政府は皇室問題について何の知識もない素人の有識者会議を招集して、拙速に女帝容認の結論を出そうとしているように思える。しかし、千年以上も続いてきた男系相続という皇室の伝統を本当に覆してよいのか、というのが本書で書かれている著者の主張の根幹である。そして、皇室に男女同権という市民社会の原理を安易に適用するのは間違いではないのかと。

日本の皇室の歴史には確かに女帝が存在するのだが、みんなピンチヒッターで、女帝の子供が天皇になったことはない。男系の相続が1000年以上続いている。皇統について語る際、「Y染色体」遺伝について語っている本も珍しいが、これについては、過去日記「天皇家の命運、そして「アダムの呪い」」で書いたことがある。

男系相続を可能にしたシステムについて「安全装置」として触れているのも面白い。ひとつはもちろん側室制度である。歴代天皇125代のうち、正室の子供ではない庶系の出はおよそ半分の60代にも及ぶ。この装置がなければとっくに天皇家の血筋は絶えていただろう。しかし、この手法は、まさか今の世の中で、皇統が絶えるからといってオフィシャルに天皇家に適用する訳にはゆくまい。民間では西武の堤一族を見るまでもなく、結構実態としてはある話なのではあるが。

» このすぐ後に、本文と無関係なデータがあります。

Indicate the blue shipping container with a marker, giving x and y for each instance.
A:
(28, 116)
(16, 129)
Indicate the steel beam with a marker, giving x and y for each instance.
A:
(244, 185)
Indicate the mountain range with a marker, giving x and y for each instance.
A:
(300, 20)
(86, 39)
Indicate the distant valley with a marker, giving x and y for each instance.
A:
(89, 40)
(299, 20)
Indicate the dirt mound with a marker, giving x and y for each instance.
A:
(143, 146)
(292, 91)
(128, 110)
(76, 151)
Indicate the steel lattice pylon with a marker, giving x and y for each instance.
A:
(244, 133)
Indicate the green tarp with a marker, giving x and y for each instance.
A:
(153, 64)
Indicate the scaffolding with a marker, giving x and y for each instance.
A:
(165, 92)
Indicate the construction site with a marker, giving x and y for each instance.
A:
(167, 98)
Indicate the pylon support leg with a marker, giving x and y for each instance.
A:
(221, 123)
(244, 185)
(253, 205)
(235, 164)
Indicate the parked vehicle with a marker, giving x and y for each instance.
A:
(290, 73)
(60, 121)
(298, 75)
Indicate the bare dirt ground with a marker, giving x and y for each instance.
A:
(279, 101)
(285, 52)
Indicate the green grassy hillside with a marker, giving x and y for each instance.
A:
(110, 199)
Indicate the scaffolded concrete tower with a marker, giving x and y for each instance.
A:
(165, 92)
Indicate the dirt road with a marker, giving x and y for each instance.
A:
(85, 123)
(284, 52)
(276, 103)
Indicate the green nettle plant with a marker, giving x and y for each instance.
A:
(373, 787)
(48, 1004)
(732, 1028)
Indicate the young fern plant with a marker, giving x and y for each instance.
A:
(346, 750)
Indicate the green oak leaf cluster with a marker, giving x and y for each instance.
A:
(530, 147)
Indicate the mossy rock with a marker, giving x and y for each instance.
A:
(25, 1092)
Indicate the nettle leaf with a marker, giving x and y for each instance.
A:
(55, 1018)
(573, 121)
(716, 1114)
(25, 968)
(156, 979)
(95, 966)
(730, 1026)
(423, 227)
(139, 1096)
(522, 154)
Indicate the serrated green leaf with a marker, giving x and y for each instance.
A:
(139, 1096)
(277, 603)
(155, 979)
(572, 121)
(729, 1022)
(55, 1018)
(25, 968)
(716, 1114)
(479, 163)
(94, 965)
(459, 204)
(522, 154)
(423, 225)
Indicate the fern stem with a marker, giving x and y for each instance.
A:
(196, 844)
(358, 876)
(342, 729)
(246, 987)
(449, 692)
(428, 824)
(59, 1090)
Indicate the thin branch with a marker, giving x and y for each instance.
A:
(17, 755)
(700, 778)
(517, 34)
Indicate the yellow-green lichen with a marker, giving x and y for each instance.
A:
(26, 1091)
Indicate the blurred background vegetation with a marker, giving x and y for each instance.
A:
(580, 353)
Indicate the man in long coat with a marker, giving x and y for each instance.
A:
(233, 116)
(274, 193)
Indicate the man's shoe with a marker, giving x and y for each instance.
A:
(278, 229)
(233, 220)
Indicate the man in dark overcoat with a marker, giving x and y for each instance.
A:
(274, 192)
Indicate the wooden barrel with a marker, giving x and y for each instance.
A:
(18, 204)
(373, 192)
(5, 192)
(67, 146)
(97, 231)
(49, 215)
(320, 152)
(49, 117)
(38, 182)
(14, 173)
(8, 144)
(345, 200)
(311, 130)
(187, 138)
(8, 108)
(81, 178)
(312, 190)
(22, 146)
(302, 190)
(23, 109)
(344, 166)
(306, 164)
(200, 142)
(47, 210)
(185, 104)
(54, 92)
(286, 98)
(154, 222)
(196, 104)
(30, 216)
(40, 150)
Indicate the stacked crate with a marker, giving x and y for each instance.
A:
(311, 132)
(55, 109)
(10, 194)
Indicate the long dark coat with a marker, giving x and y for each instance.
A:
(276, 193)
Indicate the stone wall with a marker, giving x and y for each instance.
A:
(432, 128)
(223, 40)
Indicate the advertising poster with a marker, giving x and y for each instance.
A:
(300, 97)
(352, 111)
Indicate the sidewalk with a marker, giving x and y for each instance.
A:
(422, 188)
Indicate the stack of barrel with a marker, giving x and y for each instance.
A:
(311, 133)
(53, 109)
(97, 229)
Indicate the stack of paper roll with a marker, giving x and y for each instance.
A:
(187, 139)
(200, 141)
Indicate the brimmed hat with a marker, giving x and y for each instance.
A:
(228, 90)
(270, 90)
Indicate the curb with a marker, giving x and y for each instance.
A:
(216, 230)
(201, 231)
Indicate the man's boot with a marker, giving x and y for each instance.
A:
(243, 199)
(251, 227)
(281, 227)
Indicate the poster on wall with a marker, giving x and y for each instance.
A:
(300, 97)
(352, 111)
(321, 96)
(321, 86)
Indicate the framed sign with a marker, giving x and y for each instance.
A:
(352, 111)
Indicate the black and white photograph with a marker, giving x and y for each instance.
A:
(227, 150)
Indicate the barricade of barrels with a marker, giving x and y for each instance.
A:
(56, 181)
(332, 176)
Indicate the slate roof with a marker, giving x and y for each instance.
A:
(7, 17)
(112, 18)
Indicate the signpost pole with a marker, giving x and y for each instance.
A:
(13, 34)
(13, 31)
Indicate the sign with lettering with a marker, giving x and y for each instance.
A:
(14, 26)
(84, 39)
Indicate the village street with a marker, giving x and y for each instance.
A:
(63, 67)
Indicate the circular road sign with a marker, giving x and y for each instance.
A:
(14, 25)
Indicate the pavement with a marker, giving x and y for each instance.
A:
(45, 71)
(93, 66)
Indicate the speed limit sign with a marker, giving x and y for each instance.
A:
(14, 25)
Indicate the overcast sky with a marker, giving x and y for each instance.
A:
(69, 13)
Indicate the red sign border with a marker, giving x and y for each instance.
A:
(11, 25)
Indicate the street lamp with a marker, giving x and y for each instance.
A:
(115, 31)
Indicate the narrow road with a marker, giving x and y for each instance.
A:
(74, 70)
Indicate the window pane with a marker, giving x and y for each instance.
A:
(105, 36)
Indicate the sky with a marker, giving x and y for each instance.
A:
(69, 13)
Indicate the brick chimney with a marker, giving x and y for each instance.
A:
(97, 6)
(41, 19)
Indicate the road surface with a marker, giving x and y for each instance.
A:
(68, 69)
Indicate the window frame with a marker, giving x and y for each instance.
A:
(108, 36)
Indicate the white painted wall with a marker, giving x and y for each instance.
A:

天皇家の男系相続を担保したもうひとつの安全装置があって、それが「傍系継承」だというのが著者の説明。継体天皇、後花園天皇など、先代直系ではなく、七親等から十親等の隔たりがある遠縁の男系が新天皇になった例があるのだと。ヒイジイサマの兄弟の孫が7親等であるから、確かにずいぶんと離れている。この「傍系継承」の歴史から著者が提案するのは、第二次大戦後GHQの命令で皇籍離脱・臣籍降下した天皇家の血を引く旧宮家の皇族復帰、あるいは現天皇家との養子縁組等による男系相続の維持である。

皇族には選挙権も被選挙権もない。苗字も戸籍も住民票もない。そもそも普通の日本国民とは違うのだから、確かに単純な市民社会のルールを適用しなければならない道理もないような気もするし、検討するに足るオプションであるのかもしれない。女帝容認論を唱える中には天皇制廃止論者もおり、男系相続が途絶えてから皇位の正当性を問い、最終的に皇室廃止に結びつける目的だという主張は、そのまま受け取りがたい面もあるのだが。女系を容認しなくとも皇室典範を改正しなければ、いずれ皇室は消滅するのだから。個人的には、旧宮家の皇室復帰など姑息なことをしなくとも、このまま皇統が途絶えてしまうのなら、それもまた受け入れるべき運命であるとは思うのだが。

論旨からして著者は、國學院大學でも出た謹厳なジイサマかと想像していたら、1962年生まれの早稲田卒業と著者紹介に。これには少々びっくりであった。